Today, May 26, 2009, the California Supreme Court, in a 6-1 decision, upheld Prop 8. This is amazing news for fans of democracy, but a brutal defeat for queers and LGBT activists and organizers.
California voters legally outlawed same-sex marriage when they approved Proposition 8 in November, but the constitutional amendment did not dissolve the unions of 18,000 gay and lesbian couples who wed before the measure took effect, the state Supreme Court ruled today.
The 6-1 decision was issued by the same court that declared a year ago that a state law defining marriage as the union of a man and a woman violated the right to choose one’s spouse and discriminated on the basis of sexual orientation.
Prop. 8 undid that ruling. The author of last year’s 4-3 decision, Chief Justice Ronald George, said today that the voters were within their rights to approve a constitutional amendment redefining marriage to include only male-female couples.
The actual issue before the justices was whether the voters’ had the power to amend the California State Constitution by initiative, or whether – as the homosexuals and their supporters claimed – Prop 8 legally required a two-thirds legislative vote or approval from delegates at a state constitutional convention in order to have reached the November, 2008 ballot.
It’s rather shocking that the California court didn’t fall victim to judicial activism and actually held firmly to the law and to the merits of the case before them, which was Strauss vs. Horton, S168047.

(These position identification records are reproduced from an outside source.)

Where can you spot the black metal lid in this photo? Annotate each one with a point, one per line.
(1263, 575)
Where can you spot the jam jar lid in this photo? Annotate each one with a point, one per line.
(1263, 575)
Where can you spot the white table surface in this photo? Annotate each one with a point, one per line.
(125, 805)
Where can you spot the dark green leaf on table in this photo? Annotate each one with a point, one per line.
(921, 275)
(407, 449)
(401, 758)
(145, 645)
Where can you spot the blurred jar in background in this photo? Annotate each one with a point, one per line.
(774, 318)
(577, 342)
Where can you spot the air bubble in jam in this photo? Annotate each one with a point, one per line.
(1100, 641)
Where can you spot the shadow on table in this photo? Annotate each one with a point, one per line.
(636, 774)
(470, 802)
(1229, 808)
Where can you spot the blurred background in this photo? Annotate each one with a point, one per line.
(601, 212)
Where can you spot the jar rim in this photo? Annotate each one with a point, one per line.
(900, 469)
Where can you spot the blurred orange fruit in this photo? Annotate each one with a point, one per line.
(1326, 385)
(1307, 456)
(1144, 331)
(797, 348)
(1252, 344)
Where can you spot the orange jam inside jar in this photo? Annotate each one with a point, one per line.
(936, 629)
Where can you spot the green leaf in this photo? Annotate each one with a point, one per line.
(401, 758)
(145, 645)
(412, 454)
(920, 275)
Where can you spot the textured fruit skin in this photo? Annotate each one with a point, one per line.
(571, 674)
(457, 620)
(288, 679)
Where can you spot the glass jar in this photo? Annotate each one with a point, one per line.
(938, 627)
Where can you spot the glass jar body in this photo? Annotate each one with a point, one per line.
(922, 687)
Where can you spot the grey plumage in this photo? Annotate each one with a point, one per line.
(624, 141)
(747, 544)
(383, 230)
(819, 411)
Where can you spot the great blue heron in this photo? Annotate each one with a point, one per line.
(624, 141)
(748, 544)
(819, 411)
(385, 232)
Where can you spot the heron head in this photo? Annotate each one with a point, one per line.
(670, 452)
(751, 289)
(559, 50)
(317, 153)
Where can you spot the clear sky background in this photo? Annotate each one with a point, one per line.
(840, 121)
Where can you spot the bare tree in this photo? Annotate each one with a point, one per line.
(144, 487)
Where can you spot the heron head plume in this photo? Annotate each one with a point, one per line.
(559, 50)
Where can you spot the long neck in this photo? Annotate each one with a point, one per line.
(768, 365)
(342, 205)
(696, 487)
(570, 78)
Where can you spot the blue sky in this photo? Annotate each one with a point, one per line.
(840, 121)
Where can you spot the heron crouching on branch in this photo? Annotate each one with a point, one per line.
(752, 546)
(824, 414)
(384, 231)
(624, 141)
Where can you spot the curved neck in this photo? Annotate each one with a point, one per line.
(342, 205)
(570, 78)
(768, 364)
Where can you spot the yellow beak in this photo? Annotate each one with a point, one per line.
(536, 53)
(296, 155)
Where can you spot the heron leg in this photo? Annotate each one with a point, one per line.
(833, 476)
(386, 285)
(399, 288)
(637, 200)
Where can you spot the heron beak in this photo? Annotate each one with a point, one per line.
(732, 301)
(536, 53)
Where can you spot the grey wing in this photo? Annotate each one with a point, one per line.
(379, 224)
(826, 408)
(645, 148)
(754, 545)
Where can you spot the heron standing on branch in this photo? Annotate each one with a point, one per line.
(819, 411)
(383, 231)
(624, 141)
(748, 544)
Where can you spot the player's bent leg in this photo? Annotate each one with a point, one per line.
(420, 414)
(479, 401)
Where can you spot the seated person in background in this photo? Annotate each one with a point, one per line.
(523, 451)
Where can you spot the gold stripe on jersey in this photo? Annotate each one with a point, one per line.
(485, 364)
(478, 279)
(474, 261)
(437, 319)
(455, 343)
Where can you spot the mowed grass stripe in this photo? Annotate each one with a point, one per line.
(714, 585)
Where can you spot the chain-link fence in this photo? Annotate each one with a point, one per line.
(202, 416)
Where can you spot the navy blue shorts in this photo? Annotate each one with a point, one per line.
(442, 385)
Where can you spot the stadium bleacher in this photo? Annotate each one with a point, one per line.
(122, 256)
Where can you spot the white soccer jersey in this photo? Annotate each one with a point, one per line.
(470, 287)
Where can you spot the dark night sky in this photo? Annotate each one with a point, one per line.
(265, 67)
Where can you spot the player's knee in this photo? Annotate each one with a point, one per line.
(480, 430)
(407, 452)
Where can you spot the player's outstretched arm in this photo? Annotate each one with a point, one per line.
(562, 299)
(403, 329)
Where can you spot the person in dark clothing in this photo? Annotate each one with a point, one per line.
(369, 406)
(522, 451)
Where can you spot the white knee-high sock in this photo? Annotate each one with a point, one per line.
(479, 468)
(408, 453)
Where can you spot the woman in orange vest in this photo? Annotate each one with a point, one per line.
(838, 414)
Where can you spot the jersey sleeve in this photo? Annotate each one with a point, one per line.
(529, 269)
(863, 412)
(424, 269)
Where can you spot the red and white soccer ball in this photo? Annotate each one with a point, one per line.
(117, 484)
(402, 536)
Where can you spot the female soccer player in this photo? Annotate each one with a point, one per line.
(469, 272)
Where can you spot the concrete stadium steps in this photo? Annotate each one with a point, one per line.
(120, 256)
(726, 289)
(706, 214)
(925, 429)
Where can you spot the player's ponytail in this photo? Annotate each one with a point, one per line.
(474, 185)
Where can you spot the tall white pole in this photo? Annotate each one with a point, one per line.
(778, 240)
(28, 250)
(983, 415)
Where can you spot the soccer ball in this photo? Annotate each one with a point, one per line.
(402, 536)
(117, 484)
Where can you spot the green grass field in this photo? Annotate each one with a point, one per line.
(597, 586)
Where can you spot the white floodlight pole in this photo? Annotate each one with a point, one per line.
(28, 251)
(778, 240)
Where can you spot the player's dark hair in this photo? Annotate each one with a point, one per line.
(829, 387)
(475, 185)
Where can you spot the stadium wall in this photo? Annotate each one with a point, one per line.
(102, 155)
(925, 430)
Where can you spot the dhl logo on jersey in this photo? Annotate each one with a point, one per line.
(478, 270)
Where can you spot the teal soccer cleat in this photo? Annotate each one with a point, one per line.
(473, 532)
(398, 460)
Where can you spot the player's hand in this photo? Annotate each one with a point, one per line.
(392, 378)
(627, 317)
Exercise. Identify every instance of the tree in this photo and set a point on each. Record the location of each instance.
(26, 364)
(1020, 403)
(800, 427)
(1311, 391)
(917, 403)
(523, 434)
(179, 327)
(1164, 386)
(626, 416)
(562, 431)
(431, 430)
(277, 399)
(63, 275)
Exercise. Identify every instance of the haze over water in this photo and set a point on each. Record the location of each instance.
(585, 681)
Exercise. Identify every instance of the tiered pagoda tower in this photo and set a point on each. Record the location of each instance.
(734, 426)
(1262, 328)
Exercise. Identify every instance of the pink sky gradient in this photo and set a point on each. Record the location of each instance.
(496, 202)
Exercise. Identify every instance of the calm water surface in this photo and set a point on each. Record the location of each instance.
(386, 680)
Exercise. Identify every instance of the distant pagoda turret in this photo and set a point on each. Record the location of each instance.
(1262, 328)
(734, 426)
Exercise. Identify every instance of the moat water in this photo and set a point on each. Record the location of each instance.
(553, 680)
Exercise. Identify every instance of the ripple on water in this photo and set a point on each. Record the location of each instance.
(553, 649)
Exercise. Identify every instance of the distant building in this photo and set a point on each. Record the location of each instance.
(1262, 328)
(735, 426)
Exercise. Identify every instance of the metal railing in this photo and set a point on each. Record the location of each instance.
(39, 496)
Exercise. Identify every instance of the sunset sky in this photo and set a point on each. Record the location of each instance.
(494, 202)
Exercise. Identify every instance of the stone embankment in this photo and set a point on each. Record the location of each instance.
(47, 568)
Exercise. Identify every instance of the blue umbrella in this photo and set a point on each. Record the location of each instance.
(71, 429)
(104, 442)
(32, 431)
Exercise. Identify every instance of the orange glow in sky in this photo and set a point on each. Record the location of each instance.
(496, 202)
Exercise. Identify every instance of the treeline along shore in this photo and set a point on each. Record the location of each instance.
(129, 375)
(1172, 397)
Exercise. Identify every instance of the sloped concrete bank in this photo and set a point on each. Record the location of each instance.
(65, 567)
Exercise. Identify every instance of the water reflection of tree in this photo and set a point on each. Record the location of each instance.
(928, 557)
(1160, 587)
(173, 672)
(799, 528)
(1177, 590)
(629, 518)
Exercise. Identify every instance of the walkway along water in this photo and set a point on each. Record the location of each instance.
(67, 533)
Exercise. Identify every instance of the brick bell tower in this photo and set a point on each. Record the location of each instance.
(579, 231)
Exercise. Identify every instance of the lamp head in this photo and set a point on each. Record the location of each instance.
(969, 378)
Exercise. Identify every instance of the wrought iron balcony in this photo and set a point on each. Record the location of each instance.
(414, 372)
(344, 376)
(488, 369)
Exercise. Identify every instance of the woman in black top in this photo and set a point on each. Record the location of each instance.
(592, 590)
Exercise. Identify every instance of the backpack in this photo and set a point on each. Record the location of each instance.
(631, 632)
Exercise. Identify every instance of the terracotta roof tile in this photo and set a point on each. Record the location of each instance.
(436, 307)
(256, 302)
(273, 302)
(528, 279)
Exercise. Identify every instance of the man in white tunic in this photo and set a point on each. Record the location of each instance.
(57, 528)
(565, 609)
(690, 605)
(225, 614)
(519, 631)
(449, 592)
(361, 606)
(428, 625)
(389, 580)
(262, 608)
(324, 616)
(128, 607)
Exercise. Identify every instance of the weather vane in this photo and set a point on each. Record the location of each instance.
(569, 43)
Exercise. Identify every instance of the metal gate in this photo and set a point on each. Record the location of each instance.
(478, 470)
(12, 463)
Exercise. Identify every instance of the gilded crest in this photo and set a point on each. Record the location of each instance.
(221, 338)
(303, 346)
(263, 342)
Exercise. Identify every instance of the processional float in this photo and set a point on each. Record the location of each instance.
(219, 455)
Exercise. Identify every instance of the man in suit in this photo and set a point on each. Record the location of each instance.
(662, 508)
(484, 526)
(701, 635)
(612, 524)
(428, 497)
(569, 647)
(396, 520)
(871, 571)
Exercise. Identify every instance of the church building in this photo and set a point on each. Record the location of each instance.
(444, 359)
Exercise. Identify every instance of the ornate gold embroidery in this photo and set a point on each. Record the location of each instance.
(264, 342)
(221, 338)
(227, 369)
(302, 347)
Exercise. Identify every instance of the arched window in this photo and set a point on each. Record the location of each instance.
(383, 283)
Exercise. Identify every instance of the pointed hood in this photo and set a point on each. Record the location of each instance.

In addressing the issues now presented in the third chapter of this narrative, it is important at the outset to emphasize a number of significant points. First, as explained in the Marriage Cases, supra, 43 Cal.4th at page 780, our task in the present proceeding is not to determine whether the provision at issue is wise or sound as a matter of policy or whether we, as individuals, believe it should be a part of the California Constitution. Regardless of our views as individuals on this question of policy, we recognize as judges and as a court our responsibility to confine our consideration to a determination of the constitutional validity and legal effect of the measure in question. It bears emphasis in this regard that our role is limited to interpreting and applying the principles and rules embodied in the California Constitution, setting aside our own personal beliefs and values.
— Strauss v. Horton 5/26/09 SC
Majority Opinion of the Court
I would suggest to those who favor and/or support same-sex marriage that they gather signatures on petitions and submit them to the California Legislature so that a Constitutional amendment or revision redefining marriage as to be something other than merely “one man and one woman” can be brought to referendum vote in the next few years.